Challenge 4: Compare MCP server implementations
Test the same agent tasks using three different MCP filesystem server implementations: your optimized server, the reference @modelcontextprotocol/server-filesystem package, and a minimal hand-rolled implementation. Measure and compare token costs across all three.
Tip: These challenges are designed to be attempted in order of increasing difficulty. Challenge 1 is appropriate for all personas in this course. Challenge 4 requires deeper familiarity with the MCP protocol and TypeScript.
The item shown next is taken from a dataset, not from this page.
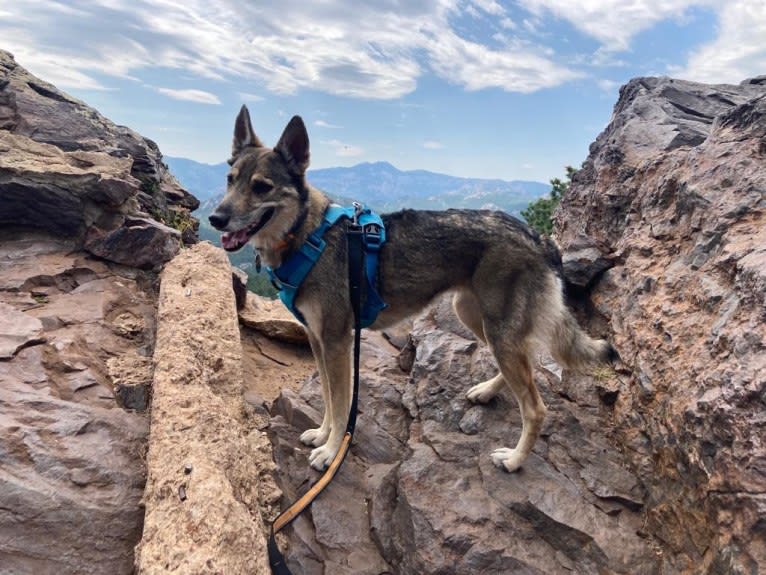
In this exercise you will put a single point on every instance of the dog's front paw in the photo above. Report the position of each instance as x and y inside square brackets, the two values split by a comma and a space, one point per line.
[508, 459]
[315, 437]
[484, 391]
[322, 456]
If you complete Challenge 4, you will have a strong empirical basis for tool selection decisions that most teams make purely on intuition.
Summary
This hands-on lab applied every optimization technique from Module 7 to a realistic MCP server scenario:
- Schema compression (Topic 1 and 5): Reduced tool definition tokens by ~60% through concise descriptions, flat parameters, and removed unnecessary validation prose.
- Dynamic filtering (Topic 2): Cut per-request tool overhead by 50–70% through task-based tool group loading.
- Result trimming (Topic 3): Reduced average result size by ~70% through hard token budgets, line range pagination, and compact JSON serialization.
- Parallel execution (Topic 4): Halved the number of API round-trips through concurrent tool execution and a batching-encouraging system prompt.
The cumulative effect of all four optimizations together — roughly 64–70% total token reduction — is significantly greater than any individual technique. Production MCP deployments that implement all four layers routinely achieve 50–75% reductions in tool-related token costs, translating directly to lower API bills, longer sustainable context windows, and faster agent response times.